EvaluateConfig
Every tunable threshold and penalty weight for the Evaluate health score, plus override recipes.
from stera import Evaluate, EvaluateConfig
cfg = EvaluateConfig(
sync_target=95.0,
hand_2_weight=0.0,
depth_required=False,
)
Evaluate(session, config=cfg).show()EvaluateConfig is a frozen-by-convention dataclass with three kinds of fields:
- Color thresholds —
(good_min, ok_min)pairs that drive the green / amber / red chips in the report. - Health-score deductions —
target+weightpairs that drive the 0–100 score. Set anyweightto0to disable that check. - Required-stream flags — booleans (
depth_required,imu_required) that gate the corresponding*_missing_penalty. Both default toTrue.
Hand checks have three buckets:
hand_1plus_*— frames with at least 1 hand (= any-hand).hand_2_*— frames with exactly 2 hands.frames_with_more_hands*— frames with strictly more than 2 hands. Metric only; no config knobs because it's a detection-error indicator rather than a quality signal.
Defaults at a glance
EvaluateConfig(
# color thresholds (good_min, ok_min)
health_thresholds = (80.0, 60.0),
depth_valid_thresholds = (80.0, 50.0),
sync_thresholds = (90.0, 70.0),
hand_any_thresholds = (70.0, 30.0),
hand_1plus_thresholds = (40.0, 15.0),
hand_2_thresholds = (30.0, 10.0),
imu_gravity_max_dev = 0.5, # m/s² Δ from 9.81 for green
# required-stream flags (True = penalise when missing)
depth_required = True,
imu_required = True,
# health-score deductions
rgb_gap_max_penalty = 10.0,
depth_valid_target = 80.0,
depth_valid_weight = 0.3,
depth_missing_penalty = 10.0,
pose_missing_penalty = 15.0,
imu_missing_penalty = 5.0,
sync_target = 90.0,
sync_weight = 0.1,
hand_any_target = 50.0,
hand_any_weight = 0.15,
hand_1plus_target = 30.0,
hand_1plus_weight = 0.05,
hand_2_target = 20.0,
hand_2_weight = 0.10,
hand_missing_penalty = 0.0,
)Color thresholds
A value ≥ good_min renders green, ≥ ok_min amber, otherwise red. Higher is always better.

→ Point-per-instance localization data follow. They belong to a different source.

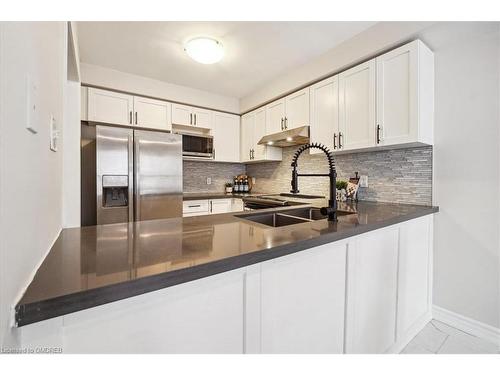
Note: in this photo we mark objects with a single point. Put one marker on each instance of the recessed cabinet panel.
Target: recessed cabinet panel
(226, 132)
(302, 301)
(151, 113)
(297, 109)
(357, 107)
(325, 113)
(110, 107)
(181, 115)
(372, 292)
(202, 117)
(259, 131)
(275, 117)
(247, 130)
(397, 94)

| Field | Default | Drives |
|---|---|---|
health_thresholds | (80, 60) | The big score number in the Summary and the Good / Watch / Issues status word. |
depth_valid_thresholds | (80, 50) | "Valid mean" chip in the Depth section. |
sync_thresholds | (90, 70) | The three RGB↔X chips in the Sync section. |
hand_any_thresholds | (70, 30) | "Any hand" chip in the Hands section. |
hand_1plus_thresholds | (40, 15) | "≥1 hand" chip. |
hand_2_thresholds | (30, 10) | "2 hands" chip (exactly two). |
imu_gravity_max_dev (default 0.5 m/s²) is a single number, not a pair. The |gravity| chip in the IMU section is green when |9.81 − gravity_magnitude| ≤ imu_gravity_max_dev, amber otherwise.
Required-stream flags
Two booleans control whether a missing stream triggers its flat *_missing_penalty. Both default to True — the score will drop when these streams are absent. Flip to False to make the stream optional for the score (the corresponding sections in the report still render as "no data" either way).

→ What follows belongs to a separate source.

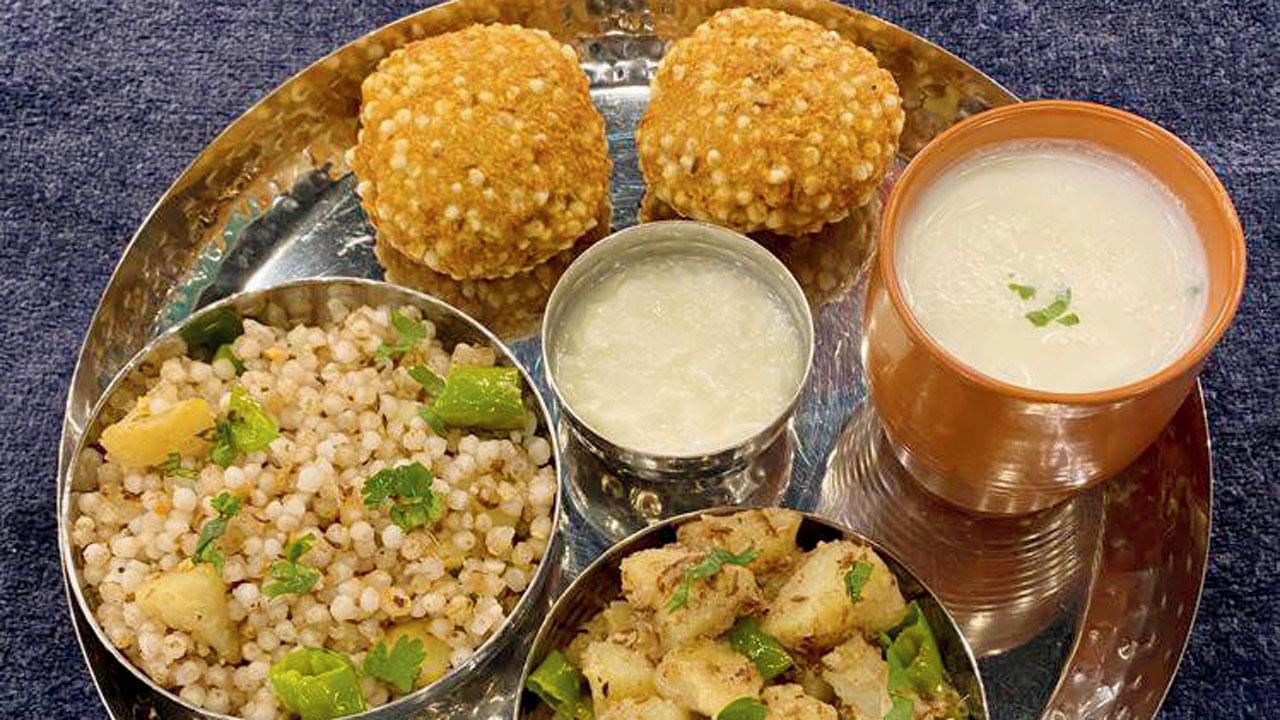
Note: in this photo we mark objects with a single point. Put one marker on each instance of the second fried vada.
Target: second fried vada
(764, 121)
(480, 153)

| Field | Default | Effect when False |
|---|---|---|
depth_required | True | depth_missing_penalty is skipped even if the depth stream is absent. |
imu_required | True | imu_missing_penalty is skipped even if the IMU stream is absent. |
Pose is mandatory unconditionally (the SDK assumes ARKit pose is always present for an MCAP from the Stera App). If you need to make pose optional, set pose_missing_penalty=0.
Health-score deductions
| Field | Default | What it does |
|---|---|---|
rgb_gap_max_penalty | 10 | Caps the RGB-frame-gap deduction. Each detected gap subtracts 1 up to this cap. Set to 0 to disable. |
depth_valid_target | 80 | Below this, deducts (target − actual) × depth_valid_weight. |
depth_valid_weight | 0.3 | Scales the depth deduction. 0 disables. |
depth_missing_penalty | 10 | Flat deduction when there is no depth stream and depth_required=True. |
pose_missing_penalty | 15 | Flat deduction when /camera/pose is missing. |
imu_missing_penalty | 5 | Flat deduction when /device/imu is missing and imu_required=True. |
sync_target | 90 | within_50ms_pct threshold per sync pair. |
sync_weight | 0.1 | Per-pair deduction (target − pct) × weight. Applied separately to RGB↔Depth and RGB↔Pose. |
hand_any_target | 50 | Below this, deducts (target − any_pct) × hand_any_weight. |
hand_any_weight | 0.15 | |
hand_1plus_target | 30 | Same shape for frames with ≥1 hand. |
hand_1plus_weight | 0.05 | |
hand_2_target | 20 | Same shape for frames with exactly 2 hands. |
hand_2_weight | 0.10 | |
hand_missing_penalty | 0 | Flat deduction when session.add_hand_pose was never called. Off by default so headless QC of recordings without hand detection still scores 100. |
The full deduction logic lives in stera.eval.metrics.compute_health. See Health score for the formulae and a worked example.
Override recipes
Stricter sync
EvaluateConfig(sync_target=95.0, sync_weight=0.2)Raises the bar to 95 % of RGB frames within 50 ms of their nearest depth/pose sample, and doubles the deduction so it dominates the score.
Single-handed task
EvaluateConfig(hand_2_weight=0.0, hand_2_thresholds=(0.0, 0.0))Stops penalising low exactly-2-hand frame counts and removes the red colour on the "2 hands" chip. Useful for recordings where one hand is holding the camera.
Rig without depth / IMU
EvaluateConfig(depth_required=False, imu_required=False)Marks both streams optional. A recording from a non-LiDAR phone or an external camera no longer takes the flat 10 + 5 hit for missing those topics.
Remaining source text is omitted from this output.